“In layman’s terms, photography is quite simply the process of capturing light with a camera to create an image.”… PhotographyTalk.com

When you read the above quote, you realize that Patti’s challenge of Light and Shadow goes to the essence of what we do as photographers. We can’t take a picture without light or the absence of it, shadow.

In fact, in black and white photography you absolutely need the contrast between light and shadow. The image below is Waterton Lake in Waterton Lake National Park, Canada. The success of it in black and white relies on the light, shadows and contrast.

Next we have a sculpture at the River Walk in West Sacramento. On the left see it as it really is, and on the right see the shadow it casts.

Light can also add character to a subject. The way the light hits this old wheel adds to its texture and age and adds shadows.

This aging sculpture in the Sacramento Historic City Cemetery is back lit. The sun almost adds a halo effect.

Just changing your perspective changes the image. The feeling of this iconic sculpture in Roseville taken in bright sunlight changes when taken from a different side and in the shade.

And, finally, what do we do when there is no light? We use artificial light. The Tower theater’s sign is shining bright in neon in Downtown Roseville, and a Christmas display lights up this fake house front, putting the people in shadow.

How we use light and shadow creates our own personal photography style.

Thank you Patti for this fun post and bringing us back to the basics of photography. When you post your reply, remember to link to Patti’s post and tag Lens-Artists. Next week’s challenge will be presented by Ann-Christine through her Leya site. So stay tuned!

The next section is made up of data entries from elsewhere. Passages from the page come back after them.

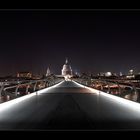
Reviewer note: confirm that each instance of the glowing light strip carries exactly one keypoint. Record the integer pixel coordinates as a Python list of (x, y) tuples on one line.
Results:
[(91, 89), (9, 104), (46, 89), (127, 103)]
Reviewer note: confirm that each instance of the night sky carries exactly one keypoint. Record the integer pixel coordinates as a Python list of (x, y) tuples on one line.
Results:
[(93, 40)]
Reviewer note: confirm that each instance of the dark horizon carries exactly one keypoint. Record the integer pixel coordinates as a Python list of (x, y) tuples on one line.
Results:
[(93, 40)]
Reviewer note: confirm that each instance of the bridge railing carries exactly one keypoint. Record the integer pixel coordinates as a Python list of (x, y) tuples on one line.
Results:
[(26, 87), (130, 92)]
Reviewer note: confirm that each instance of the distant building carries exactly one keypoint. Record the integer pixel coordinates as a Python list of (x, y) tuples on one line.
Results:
[(66, 70), (48, 72), (24, 75)]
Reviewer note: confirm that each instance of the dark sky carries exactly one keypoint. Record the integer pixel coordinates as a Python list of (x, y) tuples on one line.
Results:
[(93, 40)]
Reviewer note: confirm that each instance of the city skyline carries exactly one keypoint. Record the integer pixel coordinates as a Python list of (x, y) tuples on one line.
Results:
[(94, 41)]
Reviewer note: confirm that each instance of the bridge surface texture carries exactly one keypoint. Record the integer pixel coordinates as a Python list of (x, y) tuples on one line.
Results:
[(70, 106)]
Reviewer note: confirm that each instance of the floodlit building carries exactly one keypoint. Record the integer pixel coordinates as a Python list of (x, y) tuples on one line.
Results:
[(48, 72), (67, 70), (24, 75)]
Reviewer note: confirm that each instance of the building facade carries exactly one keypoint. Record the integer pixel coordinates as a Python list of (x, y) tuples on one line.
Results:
[(66, 70)]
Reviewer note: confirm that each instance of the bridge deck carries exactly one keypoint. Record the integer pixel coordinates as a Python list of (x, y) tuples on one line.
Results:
[(70, 106)]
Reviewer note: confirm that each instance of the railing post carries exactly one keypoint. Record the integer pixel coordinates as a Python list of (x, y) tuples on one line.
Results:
[(35, 86), (1, 89)]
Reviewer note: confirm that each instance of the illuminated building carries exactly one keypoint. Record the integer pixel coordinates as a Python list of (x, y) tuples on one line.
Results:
[(66, 70), (24, 75), (48, 72)]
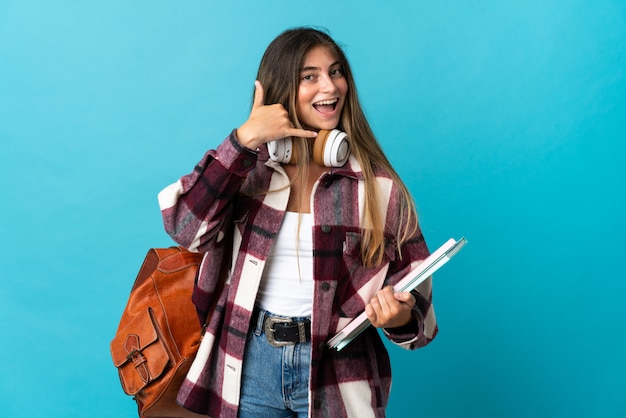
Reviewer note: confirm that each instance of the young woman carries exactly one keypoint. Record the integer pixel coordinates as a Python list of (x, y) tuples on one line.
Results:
[(313, 246)]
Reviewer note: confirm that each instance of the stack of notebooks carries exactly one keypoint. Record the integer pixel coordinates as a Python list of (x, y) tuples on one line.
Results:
[(409, 282)]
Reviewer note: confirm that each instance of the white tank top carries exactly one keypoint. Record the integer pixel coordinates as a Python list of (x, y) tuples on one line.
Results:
[(287, 284)]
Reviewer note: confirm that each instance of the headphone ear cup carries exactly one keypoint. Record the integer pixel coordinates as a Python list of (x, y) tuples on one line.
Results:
[(331, 148), (280, 150)]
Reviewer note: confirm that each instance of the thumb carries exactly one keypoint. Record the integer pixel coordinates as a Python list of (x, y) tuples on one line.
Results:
[(259, 95), (405, 297)]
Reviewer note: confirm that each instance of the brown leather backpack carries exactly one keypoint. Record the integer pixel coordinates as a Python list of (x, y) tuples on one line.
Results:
[(159, 332)]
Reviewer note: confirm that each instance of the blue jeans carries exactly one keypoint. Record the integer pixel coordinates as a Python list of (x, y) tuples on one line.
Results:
[(275, 381)]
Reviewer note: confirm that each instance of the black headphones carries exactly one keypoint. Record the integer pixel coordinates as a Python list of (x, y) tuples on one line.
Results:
[(331, 149)]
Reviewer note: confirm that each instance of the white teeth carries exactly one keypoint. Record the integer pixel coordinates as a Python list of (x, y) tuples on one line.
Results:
[(325, 102)]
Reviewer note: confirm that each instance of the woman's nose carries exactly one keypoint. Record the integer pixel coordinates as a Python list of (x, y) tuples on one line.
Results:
[(327, 84)]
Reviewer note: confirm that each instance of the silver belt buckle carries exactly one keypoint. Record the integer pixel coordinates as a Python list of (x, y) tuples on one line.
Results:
[(269, 330)]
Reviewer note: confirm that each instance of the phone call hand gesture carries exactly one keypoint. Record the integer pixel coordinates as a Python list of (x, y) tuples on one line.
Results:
[(267, 123)]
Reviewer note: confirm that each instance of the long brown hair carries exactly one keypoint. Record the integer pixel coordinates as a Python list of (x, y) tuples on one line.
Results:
[(279, 73)]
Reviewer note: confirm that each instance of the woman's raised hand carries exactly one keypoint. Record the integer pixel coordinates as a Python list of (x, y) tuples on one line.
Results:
[(267, 123)]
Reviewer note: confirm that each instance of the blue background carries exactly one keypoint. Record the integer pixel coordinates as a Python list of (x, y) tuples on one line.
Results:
[(505, 118)]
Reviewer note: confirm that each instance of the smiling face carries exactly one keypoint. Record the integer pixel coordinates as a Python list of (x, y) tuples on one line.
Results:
[(322, 90)]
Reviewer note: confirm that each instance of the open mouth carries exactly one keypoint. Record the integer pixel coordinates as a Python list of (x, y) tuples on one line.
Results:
[(325, 106)]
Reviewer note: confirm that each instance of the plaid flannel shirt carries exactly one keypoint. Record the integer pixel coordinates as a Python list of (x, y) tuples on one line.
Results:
[(237, 191)]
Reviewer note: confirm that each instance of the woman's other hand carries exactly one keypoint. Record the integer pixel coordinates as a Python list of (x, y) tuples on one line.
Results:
[(390, 309)]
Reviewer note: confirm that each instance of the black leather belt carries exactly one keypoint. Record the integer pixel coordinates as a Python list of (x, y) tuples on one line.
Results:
[(281, 331)]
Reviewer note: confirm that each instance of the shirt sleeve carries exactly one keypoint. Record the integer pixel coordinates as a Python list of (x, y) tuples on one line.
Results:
[(195, 208)]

 If you would like to participate weekly in our Lens-Artists Challenge, just click this link and join us: https://photobyjohnbo.wordpress.com/about-lens-artists/

43 thoughts on “Lens-Artists Challenge #198: Light and Shadow

  1. Not only super photos but a great commentary on the importance of light for our photography and the way changing the light alters the image 🙂 I especially love the layers in that Waterton Lake shot!

    Liked by 1 person

  2. Nice work, Anne. The shot of the lake is lovely – was it originally in color? I am a big fan of turning color images into B&W. Even when I do film, of course they get scanned, and one person from whom I have bought some really old cameras always suggests using color and then converting it. Anyway, totally enjoyed this article and thoughts – keep on shooting!

    Liked by 1 person

    1. Thanks -N! Yes the lake shot was originally shot and processed in color. When I do black and whites, I always process in color to get more tonal quality and then bring it into NIK Silver Efex for the black and white treatment.

      Liked by 1 person

  3. Beautiful examples of light and shadow, Anne! Thanks for the tour of areas of Sacramento and Roseville. I’ve been to the City cemetery although it has been many years. Love the shadow of the boat sculpture on the West Sac River Walk!

    Liked by 1 person

  4. The first image is magical, Anne! I love how you capture the shadow of scultures. Thank you for showing us that we can use light and shadow to create our own photography style. Good point!